Unfortunately, years of failure in the market, chasing ghosts of our pasts and blind picks, have resulted in a financially distorted club. Where once was wealth and prosperity now we only have crumbs of former glory. Yes, Barcelona are still a powerful outfit that can and should be aiming to attract only the very best.

But we also have to remember that each of the three candidates is seemingly putting a lot of emphasis on going back to the roots. ‘The roots‘ here mean La Masia, the academy and the youth. But just as is the case with any sporting project, especially the ones founded on the strength coming from within, this takes time to develop. Rome wasn’t built overnight. Nor was La Masia or Barcelona’s legacy, for that matter.

The Azulgranas really do have incredible talent in their youth ranks and this is definitely a pool of players that should be utilised in the future. We shouldn’t, however, expect to find the new Golden Generation right around the corner.

We have been fooled into thinking the likes of Andrés Iniesta, Xavi Hernández, Sergio Busquets and Lionel Messi are the standard and the rule. Unfortunately, as much as we like to keep telling ourselves otherwise, they are very much the exception to the rule; the standout and likely a one-in-a-million crop of players that flourished under a brilliant manager.

The peak, not the standard. (Photo by Jasper Juinen/Getty Images)

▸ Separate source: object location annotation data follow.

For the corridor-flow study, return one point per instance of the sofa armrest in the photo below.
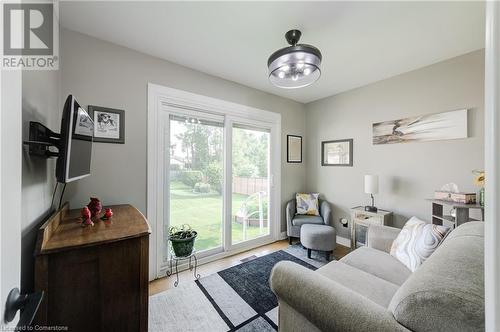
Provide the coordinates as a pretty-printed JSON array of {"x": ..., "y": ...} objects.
[
  {"x": 381, "y": 237},
  {"x": 291, "y": 209},
  {"x": 327, "y": 304},
  {"x": 325, "y": 211}
]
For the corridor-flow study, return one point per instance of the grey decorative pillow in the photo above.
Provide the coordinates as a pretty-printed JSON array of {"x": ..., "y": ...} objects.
[
  {"x": 307, "y": 204},
  {"x": 416, "y": 242}
]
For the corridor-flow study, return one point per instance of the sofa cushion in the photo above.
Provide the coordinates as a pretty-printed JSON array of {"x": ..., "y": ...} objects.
[
  {"x": 300, "y": 220},
  {"x": 378, "y": 263},
  {"x": 375, "y": 289},
  {"x": 446, "y": 293}
]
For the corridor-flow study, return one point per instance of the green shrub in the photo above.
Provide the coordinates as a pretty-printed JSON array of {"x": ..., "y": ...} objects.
[
  {"x": 201, "y": 187},
  {"x": 214, "y": 176},
  {"x": 190, "y": 178},
  {"x": 253, "y": 206}
]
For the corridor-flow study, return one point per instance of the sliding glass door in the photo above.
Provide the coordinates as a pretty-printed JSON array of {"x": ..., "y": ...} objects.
[
  {"x": 217, "y": 179},
  {"x": 196, "y": 178},
  {"x": 250, "y": 183}
]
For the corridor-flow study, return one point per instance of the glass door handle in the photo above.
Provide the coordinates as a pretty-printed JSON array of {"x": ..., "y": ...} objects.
[{"x": 27, "y": 303}]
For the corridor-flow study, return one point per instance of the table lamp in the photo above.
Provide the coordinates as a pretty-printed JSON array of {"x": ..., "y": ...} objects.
[{"x": 371, "y": 187}]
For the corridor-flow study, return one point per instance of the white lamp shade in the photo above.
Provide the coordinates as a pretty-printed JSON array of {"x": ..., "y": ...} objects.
[{"x": 371, "y": 184}]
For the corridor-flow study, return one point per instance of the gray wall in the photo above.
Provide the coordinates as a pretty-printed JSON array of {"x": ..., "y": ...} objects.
[
  {"x": 105, "y": 74},
  {"x": 41, "y": 102},
  {"x": 409, "y": 172}
]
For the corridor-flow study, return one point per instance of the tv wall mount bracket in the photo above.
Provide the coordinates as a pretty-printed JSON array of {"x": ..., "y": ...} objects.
[{"x": 41, "y": 139}]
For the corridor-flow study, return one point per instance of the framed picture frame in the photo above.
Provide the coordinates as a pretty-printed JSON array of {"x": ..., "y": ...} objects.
[
  {"x": 294, "y": 149},
  {"x": 337, "y": 152},
  {"x": 109, "y": 124}
]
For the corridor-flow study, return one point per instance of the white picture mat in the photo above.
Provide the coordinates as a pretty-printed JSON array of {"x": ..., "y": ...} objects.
[
  {"x": 83, "y": 125},
  {"x": 337, "y": 153},
  {"x": 294, "y": 148},
  {"x": 107, "y": 124}
]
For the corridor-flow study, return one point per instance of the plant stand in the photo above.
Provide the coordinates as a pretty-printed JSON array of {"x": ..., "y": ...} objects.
[{"x": 192, "y": 261}]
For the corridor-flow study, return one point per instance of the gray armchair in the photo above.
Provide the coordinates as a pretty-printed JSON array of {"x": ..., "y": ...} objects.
[{"x": 295, "y": 221}]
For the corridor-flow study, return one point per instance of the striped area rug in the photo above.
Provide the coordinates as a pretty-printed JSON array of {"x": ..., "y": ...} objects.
[{"x": 235, "y": 299}]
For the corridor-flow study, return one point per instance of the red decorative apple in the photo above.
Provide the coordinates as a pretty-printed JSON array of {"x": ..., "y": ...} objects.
[
  {"x": 108, "y": 213},
  {"x": 95, "y": 206},
  {"x": 85, "y": 214},
  {"x": 88, "y": 222}
]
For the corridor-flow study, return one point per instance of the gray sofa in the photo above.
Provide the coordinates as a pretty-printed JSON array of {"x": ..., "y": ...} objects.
[
  {"x": 295, "y": 221},
  {"x": 369, "y": 290}
]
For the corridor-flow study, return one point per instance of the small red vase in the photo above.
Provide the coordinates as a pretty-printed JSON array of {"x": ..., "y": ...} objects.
[{"x": 95, "y": 206}]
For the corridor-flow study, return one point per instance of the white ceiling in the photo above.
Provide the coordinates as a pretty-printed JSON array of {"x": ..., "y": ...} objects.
[{"x": 361, "y": 42}]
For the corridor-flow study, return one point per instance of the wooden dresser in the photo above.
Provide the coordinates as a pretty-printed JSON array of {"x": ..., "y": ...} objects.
[{"x": 94, "y": 278}]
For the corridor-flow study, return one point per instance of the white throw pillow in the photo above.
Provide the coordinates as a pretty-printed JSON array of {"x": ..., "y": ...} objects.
[
  {"x": 416, "y": 242},
  {"x": 307, "y": 204}
]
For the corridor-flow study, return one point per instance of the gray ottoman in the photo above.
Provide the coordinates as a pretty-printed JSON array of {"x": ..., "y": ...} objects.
[{"x": 318, "y": 237}]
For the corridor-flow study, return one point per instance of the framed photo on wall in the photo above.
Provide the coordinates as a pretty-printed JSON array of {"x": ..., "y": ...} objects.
[
  {"x": 337, "y": 153},
  {"x": 293, "y": 149},
  {"x": 109, "y": 124}
]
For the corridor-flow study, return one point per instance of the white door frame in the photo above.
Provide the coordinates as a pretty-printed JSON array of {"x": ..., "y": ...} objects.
[
  {"x": 160, "y": 97},
  {"x": 492, "y": 167},
  {"x": 10, "y": 183}
]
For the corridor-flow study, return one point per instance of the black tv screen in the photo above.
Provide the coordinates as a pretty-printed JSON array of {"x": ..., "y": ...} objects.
[{"x": 75, "y": 149}]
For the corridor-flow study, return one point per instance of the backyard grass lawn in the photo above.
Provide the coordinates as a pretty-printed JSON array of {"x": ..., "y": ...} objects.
[{"x": 204, "y": 213}]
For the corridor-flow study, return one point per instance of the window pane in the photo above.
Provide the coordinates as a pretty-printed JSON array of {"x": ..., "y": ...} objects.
[
  {"x": 250, "y": 186},
  {"x": 196, "y": 178}
]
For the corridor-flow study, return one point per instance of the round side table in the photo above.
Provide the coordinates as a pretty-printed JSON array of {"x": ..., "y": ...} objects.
[{"x": 192, "y": 261}]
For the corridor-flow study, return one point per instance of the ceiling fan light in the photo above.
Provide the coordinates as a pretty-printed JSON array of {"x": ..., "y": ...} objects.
[{"x": 295, "y": 66}]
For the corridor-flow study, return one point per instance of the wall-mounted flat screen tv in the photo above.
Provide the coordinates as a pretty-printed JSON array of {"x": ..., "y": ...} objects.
[{"x": 75, "y": 147}]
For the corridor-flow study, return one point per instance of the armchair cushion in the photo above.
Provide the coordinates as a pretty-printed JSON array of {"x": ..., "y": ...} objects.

So many things had to be in the right place for them to make it, and somehow, the stars had aligned back then to ensure their development into footballing giants. It would be foolish to expect the same thing to happen again, or rather, to happen that quickly.

But with the right foundations, the right personnel, trust and hope, why shouldn’t we believe in it happening once more? After all, we have the secret recipe for success but are too afraid to use it. Why? Well, the times have changed since Barcelona last ruled the world.

Back in 2009, success was not guaranteed nor was is so expected and the fans were nowhere near as spoilt as they are now. Back then, the coach actually had the time to build a squad, groom them and mould them in his image. That’s what Pep did and miraculously enough, it didn’t take him years, not even months, to start making something truly incredible.

And in so many ways, 2021 mirrors that exact same situation. Before Pep’s time, Frank Rijkaard had been struggling for a while and his team, despite having some big names, was in a need of an overhaul. In that regard, Barcelona were entering their transitional period, the same one they are experiencing now.

Rijkaard bowed out from the stage having finished third in La Liga and having exited both Copa del Rey and the Champions League in the semi-finals. It was a valiant effort for a broken team but ultimately, he finished his tenure with a trophyless season. But in so many ways, that 2007/08 campaign was a start of a new story; one that promoted trust in the youth, power from within and confidence in the beginning of a rise to glory.

So what can we learn from that? We must accept that change is sometimes necessary but that it can cost a lot. In football, results and trophies matter, that’s in the nature of the sport. But sometimes you have to take a step back before you jump two steps forward. 2020 wasn’t easy and 2021 is looking equally as exhausting and challenging. But it’s also necessary.

Already, in a season that may seem full of pain, anger and disappointment, we’ve seen glimpses of what’s to come. Players like Pedri, Frenkie de Jong and Ronald Araújo rising to the occasion to guide us to a better future. That future may also be without Lionel Messi, the one player who embodies this club the most.

The future, even without Leo, does look bright. (Photo by Fran Santiago/Getty Images)

But we should also remember Pep had to lose, or rather let go of Ronaldinho to kickstart his great overhaul. Both players were and still are icons of the club but a new era requires new heroes and new leaders. So even if Messi leaves this coming summer, the world won’t suddenly stop, nor should Barcelona’s strive for greatness.

In March, a new president will get elected and the foundation for a better future will finally be set. It will take time and it won’t suddenly solve all of our problems.

But it will give us a push that we oh so need. Barcelona’s rebirth is just around the corner.

Don’t give up hope in the moment of our greatest triumph.